Consider the news in the Edmonton Journal earlier this week that “Experts have warned of ‘Bitumen Bubble’ for years.”

Well, yeah

This just in, reported the Journal: “…oil industry players have been warning about the phenomenon for more than a decade.” (Oil industry players, by the way, means big shots and their trusted flunkies, not the guy playing the piano in a house of ill repute. Just in case you wondered.)

Indeed, the Journal’s reporter noted, “a review of historical markets shows the gap between what Alberta oil sells for and the benchmark price for West Texas Intermediate has repeatedly hit $35 in the past two years.”

Well, it shouldn’t surprise us, I suppose, that Premier Alison Redford was surprised by the fact petroleum prices, known for their volatility, are volatile. There’s a long tradition of governments being surprised by the obvious – and this is not just true of Progressive Conservative governments, and it’s not just true in Alberta. But apparently that helps.

Which brings us to another related surprise. Don Braid, the Calgary Herald’s political columnist, who can usually be counted on to write a pretty good column, could be found shaking his head in astonishment recently about Ms. Redford’s astonishing claim that there’s almost no money any more because of the Bitumen Bubble.

“You have to wonder about a government that can pull off the remarkable stunt of going broke while the province it runs keeps getting richer,” Mr. Braid observed.

Well, actually, you don’t. You just have to listen to what former Alberta Liberal leader Kevin Taft, the best premier Alberta never had, had to say about this long, long ago.

As we said in this space back in January 2012, “Sooner or later, all conversations about the Alberta economy in the modern era come down to one key question: Where the hell did all the money go?” Indeed, where does it continue to go?

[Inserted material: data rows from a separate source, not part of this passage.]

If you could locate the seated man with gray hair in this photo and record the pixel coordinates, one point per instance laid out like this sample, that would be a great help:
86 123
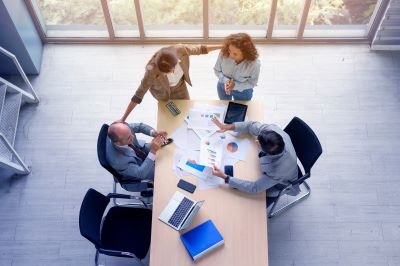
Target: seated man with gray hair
130 157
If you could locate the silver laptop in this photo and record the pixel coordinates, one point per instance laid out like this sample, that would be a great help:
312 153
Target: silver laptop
180 211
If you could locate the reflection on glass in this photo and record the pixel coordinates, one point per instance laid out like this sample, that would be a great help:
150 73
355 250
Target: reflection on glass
172 18
287 18
232 16
124 19
73 18
339 18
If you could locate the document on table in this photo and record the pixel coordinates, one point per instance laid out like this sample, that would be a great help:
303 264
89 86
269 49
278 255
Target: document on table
237 148
203 173
200 116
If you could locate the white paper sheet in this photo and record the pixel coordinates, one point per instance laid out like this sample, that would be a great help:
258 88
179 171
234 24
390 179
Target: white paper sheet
200 116
204 174
211 151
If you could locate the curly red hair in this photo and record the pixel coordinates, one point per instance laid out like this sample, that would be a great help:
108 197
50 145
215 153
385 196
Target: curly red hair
243 42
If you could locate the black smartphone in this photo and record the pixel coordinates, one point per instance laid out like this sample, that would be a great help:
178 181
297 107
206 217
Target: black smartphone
229 170
186 186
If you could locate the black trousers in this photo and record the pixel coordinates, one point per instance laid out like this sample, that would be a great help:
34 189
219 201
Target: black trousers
270 200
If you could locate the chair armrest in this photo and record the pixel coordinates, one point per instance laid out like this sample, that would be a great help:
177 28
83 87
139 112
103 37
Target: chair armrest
116 253
124 196
121 196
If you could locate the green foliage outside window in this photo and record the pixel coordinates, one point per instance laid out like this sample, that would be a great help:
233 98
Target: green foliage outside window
229 12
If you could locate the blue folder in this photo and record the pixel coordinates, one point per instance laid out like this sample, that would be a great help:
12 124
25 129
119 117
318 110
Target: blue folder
202 239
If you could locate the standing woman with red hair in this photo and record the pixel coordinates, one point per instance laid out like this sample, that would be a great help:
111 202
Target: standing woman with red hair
237 68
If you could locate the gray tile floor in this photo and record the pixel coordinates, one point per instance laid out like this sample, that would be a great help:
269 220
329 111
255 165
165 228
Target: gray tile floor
347 93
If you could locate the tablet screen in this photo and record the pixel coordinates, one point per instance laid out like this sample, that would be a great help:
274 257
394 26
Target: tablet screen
236 113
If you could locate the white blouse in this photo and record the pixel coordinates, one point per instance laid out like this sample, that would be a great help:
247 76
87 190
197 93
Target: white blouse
175 76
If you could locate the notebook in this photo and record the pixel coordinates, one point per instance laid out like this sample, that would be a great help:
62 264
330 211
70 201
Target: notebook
236 112
202 239
180 211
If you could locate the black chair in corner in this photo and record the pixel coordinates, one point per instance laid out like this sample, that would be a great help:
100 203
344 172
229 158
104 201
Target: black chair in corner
124 231
308 149
144 187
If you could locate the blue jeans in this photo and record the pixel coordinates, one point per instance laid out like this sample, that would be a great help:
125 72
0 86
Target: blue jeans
245 95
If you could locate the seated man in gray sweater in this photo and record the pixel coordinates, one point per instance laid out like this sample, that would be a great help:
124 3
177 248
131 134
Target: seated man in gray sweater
278 160
130 157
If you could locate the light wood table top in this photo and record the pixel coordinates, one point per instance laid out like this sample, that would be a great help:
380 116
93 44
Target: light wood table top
240 217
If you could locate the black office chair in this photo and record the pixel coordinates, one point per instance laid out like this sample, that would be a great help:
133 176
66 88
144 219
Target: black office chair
308 149
124 231
143 186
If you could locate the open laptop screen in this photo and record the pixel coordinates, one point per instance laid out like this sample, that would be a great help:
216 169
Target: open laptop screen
236 113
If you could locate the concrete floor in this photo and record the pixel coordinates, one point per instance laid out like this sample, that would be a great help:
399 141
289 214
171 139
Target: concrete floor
348 94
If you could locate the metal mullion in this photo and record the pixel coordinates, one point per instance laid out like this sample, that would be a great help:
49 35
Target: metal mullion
107 17
263 40
206 26
41 28
271 19
139 19
303 20
376 19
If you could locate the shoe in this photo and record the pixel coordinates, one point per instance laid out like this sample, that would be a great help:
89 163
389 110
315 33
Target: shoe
167 141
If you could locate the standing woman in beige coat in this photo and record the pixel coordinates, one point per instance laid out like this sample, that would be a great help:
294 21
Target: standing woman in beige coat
167 73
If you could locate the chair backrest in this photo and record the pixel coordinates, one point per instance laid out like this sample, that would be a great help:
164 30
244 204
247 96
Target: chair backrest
305 142
91 214
101 152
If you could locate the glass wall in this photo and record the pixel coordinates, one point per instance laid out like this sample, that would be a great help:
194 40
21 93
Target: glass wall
339 18
177 19
123 16
287 19
72 18
231 16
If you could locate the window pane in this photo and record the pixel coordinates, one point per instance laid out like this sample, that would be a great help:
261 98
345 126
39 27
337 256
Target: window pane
124 19
339 18
287 19
172 18
232 16
73 18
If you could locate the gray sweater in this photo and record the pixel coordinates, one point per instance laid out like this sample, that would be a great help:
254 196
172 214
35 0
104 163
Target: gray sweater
276 169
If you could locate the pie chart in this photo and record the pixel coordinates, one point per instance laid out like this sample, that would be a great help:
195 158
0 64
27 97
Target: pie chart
232 147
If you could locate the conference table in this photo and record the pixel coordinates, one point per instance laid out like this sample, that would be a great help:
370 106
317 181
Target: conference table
240 217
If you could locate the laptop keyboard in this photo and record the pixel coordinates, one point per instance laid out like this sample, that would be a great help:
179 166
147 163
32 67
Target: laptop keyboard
180 212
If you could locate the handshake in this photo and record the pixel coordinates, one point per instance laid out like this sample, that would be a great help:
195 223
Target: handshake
159 140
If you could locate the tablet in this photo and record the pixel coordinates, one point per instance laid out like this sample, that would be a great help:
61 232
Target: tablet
236 113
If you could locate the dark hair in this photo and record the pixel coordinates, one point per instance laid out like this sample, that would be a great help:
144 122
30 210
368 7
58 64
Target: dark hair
243 42
271 142
166 60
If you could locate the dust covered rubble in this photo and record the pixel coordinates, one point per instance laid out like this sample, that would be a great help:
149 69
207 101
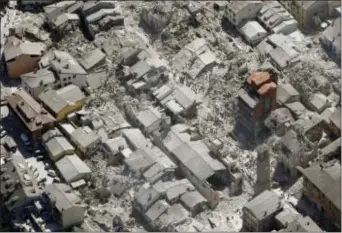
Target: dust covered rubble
217 86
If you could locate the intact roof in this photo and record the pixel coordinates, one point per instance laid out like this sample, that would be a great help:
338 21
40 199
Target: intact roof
24 48
290 143
149 116
193 161
336 117
327 180
237 6
139 160
90 7
71 94
160 157
184 96
146 197
333 147
11 171
98 15
297 108
92 59
65 17
156 210
60 193
57 6
140 68
66 64
50 134
285 92
38 78
191 199
71 166
303 224
135 138
115 143
52 100
264 205
252 29
175 214
246 98
162 92
273 13
305 4
333 33
58 145
83 138
31 113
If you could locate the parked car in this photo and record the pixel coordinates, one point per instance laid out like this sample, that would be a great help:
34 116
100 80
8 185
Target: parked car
25 139
38 152
3 133
52 173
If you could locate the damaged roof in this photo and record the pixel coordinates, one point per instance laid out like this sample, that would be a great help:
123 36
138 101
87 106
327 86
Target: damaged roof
92 59
264 205
62 196
72 168
31 113
135 138
193 161
65 63
149 116
139 160
71 94
335 117
38 78
84 138
327 180
157 209
24 48
52 100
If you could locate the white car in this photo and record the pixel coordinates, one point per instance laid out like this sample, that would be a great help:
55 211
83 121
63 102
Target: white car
3 133
24 139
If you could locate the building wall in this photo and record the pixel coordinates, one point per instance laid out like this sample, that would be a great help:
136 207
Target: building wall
67 26
336 131
155 126
70 109
61 155
247 13
35 91
250 223
72 216
316 196
304 17
21 65
321 8
76 79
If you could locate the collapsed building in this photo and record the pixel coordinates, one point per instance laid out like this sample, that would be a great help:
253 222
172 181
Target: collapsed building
194 160
321 186
259 213
256 100
18 183
168 206
146 69
194 58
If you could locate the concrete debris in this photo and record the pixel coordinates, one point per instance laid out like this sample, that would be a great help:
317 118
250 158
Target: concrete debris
160 77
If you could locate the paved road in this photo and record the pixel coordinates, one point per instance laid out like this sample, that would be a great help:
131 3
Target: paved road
6 23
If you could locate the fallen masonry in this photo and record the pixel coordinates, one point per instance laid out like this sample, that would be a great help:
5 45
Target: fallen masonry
170 116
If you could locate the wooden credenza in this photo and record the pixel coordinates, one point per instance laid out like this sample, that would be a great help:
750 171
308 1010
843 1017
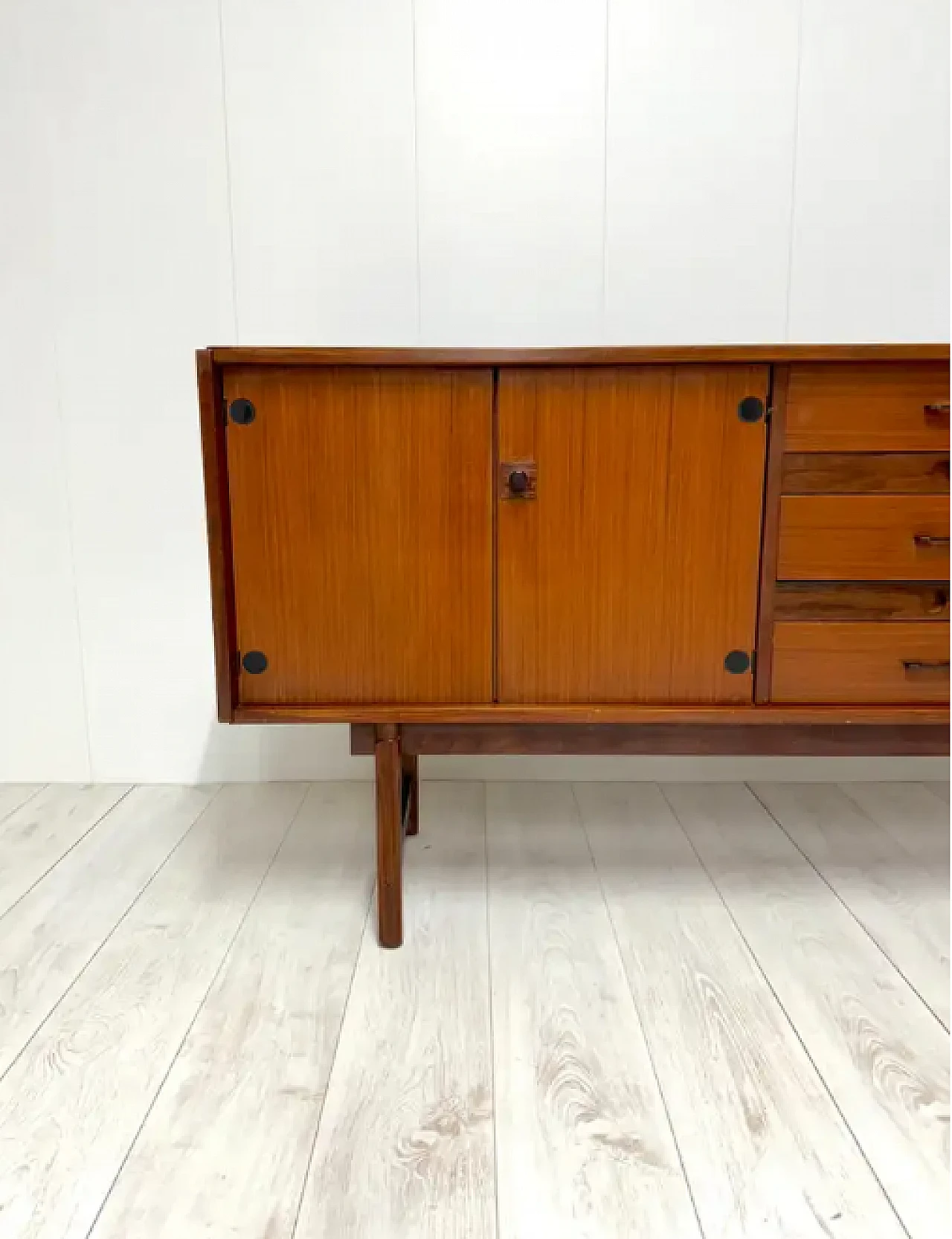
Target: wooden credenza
677 550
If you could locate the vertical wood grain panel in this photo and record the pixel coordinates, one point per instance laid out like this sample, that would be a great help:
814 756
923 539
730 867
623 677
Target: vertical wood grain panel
362 528
321 149
715 496
509 113
701 122
870 219
580 567
634 571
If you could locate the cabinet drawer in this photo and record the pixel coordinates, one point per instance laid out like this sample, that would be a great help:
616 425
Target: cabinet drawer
855 663
868 407
863 538
866 474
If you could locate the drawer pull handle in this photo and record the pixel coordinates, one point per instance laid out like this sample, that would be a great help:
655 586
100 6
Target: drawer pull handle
918 668
518 480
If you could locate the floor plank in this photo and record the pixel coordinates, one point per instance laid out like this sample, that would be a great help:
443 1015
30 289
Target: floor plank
881 1053
405 1146
900 902
14 794
37 834
234 1123
54 932
910 813
766 1153
584 1142
72 1103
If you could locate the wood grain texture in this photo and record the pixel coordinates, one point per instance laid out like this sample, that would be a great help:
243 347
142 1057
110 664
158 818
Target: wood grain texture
866 407
583 1140
605 580
770 532
881 601
388 781
526 738
54 932
766 1153
361 519
881 1053
219 522
901 904
739 715
599 355
405 1146
866 474
74 1099
234 1125
910 816
840 660
37 834
862 538
14 794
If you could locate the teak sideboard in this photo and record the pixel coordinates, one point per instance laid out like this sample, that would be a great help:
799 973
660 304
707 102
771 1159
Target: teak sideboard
636 550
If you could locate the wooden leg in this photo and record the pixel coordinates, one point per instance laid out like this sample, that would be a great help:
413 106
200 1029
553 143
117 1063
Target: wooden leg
390 835
412 791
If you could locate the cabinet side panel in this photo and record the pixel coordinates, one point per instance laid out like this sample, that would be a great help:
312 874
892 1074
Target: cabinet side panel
219 522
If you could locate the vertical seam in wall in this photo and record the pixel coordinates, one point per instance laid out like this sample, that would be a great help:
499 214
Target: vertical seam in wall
416 169
794 169
71 534
605 182
228 171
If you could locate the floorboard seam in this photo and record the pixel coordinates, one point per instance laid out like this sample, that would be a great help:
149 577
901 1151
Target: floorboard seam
768 982
840 898
637 1011
199 1008
106 939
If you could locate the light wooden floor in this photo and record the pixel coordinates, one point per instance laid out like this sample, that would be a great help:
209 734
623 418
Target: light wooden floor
621 1011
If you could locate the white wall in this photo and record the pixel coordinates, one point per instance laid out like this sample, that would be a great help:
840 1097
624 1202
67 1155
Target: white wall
394 173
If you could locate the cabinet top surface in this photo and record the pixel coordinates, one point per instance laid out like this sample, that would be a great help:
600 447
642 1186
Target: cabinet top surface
593 355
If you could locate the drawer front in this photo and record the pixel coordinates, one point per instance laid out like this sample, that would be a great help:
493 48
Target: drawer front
861 663
852 600
863 538
866 474
868 407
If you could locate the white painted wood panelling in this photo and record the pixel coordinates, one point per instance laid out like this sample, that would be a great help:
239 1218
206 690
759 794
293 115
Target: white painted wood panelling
870 221
321 145
42 716
143 271
511 122
701 128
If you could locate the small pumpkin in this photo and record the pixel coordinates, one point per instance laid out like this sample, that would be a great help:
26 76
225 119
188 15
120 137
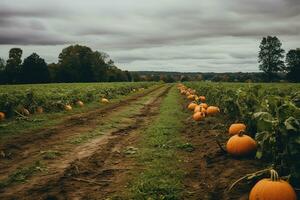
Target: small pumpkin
236 128
2 116
204 105
192 106
202 98
68 107
79 103
198 116
104 100
191 97
25 112
241 145
39 110
272 188
212 110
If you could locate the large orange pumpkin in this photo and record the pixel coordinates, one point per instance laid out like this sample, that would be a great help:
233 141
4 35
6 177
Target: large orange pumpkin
104 100
204 105
272 189
68 107
192 106
79 103
2 116
241 145
25 112
236 128
198 116
191 97
202 98
39 110
212 110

Or to put that another way, if Alberta’s so rich – almost double the GDP of the rest of Canada in recent years – how come it feels so poor? (And you only need to drive the potholed Third World roads of Edmonton to know how poor it feels!)

Dr. Taft, a former University of Alberta professor and director of the U of A’s Parkland Institute, answered this question, actually. It’s just that no one in the government or the mainstream media seems to have been paying attention.

So if we’re so rich, Dr. Taft, how come we’re so poor? Illuminate our fuzzification!

Last year working with researchers Mel McMillan and Junaid Jahangir, Dr. Taft wrote a book called Follow the Money, Where is Alberta’s Wealth Going?

Relying heavily on Statistics Canada’s CANSIM (Canadian Socioeconomic) and Financial Management System databases, Dr. Taft made a case that has not been effectively challenged by the government’s spokespeople, its apologists among the legions of far-right “think tanks” that serve as the Greek chorus for Alberta’s perpetual state of scarcity and crisis amid fantastic wealth, or far-right entities like the Wildrose Party that demand ever more vigorous attacks on public services.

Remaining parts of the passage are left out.